ANDRÉ - E daí que você pode ter resolvido dar um tempo. Descansar com alguém como você. Alguém que você não precisava pagar. Que escutava todas as tuas histórias, tentava te entender e exigia muito pouco em troca.
PAULO - Olha, André...eu não sei se você acredita mesmo no que acaba de dizer. Mas se acredita, então pra você eu não passo de um bom filho da puta. É isso?
ANDRÉ - Talvez você seja mesmo. Não sei se exatamente um filho da puta, mas pelo menos alguém que se aproveitou muito da situação.

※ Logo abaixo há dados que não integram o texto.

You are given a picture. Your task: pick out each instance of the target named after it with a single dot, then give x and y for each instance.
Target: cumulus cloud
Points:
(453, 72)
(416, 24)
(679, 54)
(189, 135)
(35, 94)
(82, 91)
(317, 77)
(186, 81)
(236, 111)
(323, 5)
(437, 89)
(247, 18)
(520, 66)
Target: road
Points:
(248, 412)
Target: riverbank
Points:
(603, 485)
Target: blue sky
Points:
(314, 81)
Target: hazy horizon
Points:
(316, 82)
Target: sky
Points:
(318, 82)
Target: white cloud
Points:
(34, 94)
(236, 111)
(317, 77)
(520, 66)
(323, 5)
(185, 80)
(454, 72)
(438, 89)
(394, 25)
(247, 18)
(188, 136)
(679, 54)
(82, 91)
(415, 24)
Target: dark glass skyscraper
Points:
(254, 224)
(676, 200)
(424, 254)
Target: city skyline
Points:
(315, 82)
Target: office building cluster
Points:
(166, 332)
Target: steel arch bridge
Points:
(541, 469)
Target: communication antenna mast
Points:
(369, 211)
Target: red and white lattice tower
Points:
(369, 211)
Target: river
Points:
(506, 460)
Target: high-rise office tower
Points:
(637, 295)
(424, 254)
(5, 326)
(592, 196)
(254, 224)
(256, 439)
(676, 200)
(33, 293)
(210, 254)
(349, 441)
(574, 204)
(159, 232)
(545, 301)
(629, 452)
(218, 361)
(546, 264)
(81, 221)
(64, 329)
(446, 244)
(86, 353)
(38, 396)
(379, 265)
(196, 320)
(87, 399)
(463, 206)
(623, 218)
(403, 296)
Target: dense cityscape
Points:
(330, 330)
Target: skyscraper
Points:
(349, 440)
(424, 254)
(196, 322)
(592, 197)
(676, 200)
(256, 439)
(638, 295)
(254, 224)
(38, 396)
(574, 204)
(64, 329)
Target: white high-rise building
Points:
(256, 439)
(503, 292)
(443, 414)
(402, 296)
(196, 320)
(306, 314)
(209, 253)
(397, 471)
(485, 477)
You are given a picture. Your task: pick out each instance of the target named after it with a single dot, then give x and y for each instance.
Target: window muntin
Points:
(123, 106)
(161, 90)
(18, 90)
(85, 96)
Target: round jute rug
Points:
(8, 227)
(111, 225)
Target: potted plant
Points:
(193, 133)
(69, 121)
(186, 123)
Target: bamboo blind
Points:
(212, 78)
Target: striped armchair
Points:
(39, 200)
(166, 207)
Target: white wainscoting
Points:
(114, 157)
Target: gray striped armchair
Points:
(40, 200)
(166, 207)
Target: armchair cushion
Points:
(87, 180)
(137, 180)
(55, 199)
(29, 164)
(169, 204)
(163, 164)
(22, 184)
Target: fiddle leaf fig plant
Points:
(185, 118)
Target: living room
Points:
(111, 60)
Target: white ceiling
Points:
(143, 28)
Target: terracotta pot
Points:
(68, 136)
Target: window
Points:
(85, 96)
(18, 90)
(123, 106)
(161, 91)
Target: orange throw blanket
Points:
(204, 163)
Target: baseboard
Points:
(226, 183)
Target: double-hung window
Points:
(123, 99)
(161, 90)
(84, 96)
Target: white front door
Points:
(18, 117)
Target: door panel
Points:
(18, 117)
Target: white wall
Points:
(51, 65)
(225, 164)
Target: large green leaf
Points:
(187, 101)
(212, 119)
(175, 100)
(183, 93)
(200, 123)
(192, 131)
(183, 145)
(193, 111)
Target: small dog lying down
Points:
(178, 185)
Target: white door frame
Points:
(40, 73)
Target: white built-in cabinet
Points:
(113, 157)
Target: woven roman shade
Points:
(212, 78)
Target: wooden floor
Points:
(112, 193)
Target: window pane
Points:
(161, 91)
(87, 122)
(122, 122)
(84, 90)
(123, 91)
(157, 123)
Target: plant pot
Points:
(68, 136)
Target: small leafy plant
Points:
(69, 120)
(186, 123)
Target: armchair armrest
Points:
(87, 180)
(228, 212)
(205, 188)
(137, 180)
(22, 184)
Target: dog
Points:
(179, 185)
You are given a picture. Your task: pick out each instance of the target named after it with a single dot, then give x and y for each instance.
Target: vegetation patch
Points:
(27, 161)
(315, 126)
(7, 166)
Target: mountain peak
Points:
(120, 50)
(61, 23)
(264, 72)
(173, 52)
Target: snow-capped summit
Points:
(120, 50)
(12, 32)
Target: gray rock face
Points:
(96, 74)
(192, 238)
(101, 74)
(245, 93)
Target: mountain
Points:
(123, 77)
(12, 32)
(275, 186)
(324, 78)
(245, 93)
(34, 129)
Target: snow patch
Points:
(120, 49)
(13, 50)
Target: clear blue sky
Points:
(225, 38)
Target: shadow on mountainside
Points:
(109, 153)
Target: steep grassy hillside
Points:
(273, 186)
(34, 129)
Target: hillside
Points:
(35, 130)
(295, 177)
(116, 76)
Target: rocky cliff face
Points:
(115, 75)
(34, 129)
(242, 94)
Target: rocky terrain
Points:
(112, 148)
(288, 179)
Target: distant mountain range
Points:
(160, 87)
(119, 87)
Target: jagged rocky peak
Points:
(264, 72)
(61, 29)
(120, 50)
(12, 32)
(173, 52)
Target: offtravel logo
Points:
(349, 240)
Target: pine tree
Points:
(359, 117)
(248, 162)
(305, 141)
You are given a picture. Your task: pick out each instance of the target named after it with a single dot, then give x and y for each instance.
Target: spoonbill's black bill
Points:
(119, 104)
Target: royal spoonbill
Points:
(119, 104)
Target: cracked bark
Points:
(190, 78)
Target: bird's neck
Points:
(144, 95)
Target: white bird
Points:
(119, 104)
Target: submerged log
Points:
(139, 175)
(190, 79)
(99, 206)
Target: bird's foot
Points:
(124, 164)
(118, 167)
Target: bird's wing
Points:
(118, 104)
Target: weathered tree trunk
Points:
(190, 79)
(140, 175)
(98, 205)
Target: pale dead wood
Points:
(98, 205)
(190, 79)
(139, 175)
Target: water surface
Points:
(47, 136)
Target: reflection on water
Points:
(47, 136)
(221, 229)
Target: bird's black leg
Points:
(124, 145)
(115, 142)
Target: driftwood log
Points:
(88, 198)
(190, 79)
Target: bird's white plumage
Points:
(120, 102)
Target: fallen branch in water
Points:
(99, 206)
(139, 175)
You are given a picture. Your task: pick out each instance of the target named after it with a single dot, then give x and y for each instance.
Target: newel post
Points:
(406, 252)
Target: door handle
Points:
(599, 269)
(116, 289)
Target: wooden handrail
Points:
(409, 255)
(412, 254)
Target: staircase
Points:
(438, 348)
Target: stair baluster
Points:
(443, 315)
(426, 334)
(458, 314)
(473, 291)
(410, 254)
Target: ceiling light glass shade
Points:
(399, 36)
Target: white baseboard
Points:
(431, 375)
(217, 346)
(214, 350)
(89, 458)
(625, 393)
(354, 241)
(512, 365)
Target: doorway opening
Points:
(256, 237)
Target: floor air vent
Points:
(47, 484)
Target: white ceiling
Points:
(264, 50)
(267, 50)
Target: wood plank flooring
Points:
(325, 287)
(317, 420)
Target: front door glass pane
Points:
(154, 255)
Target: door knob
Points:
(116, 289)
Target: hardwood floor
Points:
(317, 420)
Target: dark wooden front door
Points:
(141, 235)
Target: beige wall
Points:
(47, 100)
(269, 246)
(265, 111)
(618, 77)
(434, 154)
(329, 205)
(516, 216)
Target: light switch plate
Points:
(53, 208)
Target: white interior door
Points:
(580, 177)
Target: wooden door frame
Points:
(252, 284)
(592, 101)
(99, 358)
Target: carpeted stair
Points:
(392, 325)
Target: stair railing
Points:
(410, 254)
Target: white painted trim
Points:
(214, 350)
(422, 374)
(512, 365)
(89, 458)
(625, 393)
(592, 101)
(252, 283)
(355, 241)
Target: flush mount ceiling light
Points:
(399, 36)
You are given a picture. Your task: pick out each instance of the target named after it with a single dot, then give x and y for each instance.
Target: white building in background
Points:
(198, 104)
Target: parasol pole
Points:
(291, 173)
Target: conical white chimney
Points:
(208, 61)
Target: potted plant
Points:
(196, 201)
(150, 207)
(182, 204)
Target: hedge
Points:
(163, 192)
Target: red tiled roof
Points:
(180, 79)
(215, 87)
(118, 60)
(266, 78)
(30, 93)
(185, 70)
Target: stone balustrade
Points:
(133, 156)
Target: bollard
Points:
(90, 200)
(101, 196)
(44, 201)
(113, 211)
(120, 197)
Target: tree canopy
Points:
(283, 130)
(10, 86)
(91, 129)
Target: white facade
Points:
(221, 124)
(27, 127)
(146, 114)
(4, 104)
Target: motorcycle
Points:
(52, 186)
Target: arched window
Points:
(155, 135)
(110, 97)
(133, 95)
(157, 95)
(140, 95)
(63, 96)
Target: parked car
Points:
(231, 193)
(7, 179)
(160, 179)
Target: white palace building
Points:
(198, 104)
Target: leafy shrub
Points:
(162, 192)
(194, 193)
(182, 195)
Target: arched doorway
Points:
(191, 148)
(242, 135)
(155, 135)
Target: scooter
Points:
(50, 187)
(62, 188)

PAULO - Me aproveitei do quê?
ANDRÉ - Ora, Paulo...foi tudo muito cômodo pra você, muito fácil. Você estava precisando de alguém como eu e de repente eu estava ali, bem ao teu alcance, à disposição. Eu era gay, te admirava pra caralho e ainda por cima...
PAULO - Termina!
ANDRÉ - Precisava desesperadamente daquele emprego.
PAULO - Se você soubesse, André...como eu gostaria de não ter escutado tudo isso...eu não mereço. Não mereço mesmo.
ANDRÉ - Pode ser que eu esteja enganado. Mas é assim que eu estou pensando agora. Se um dia eu chegar à conclusão que fui injusto, eu encontro uma forma de me desculpar contigo. E agora vai embora. Eu estou precisando ficar sozinho. (Paulo sai. André pega a garrafa de vodka, bebe pelo gargalo. Começa a chorar)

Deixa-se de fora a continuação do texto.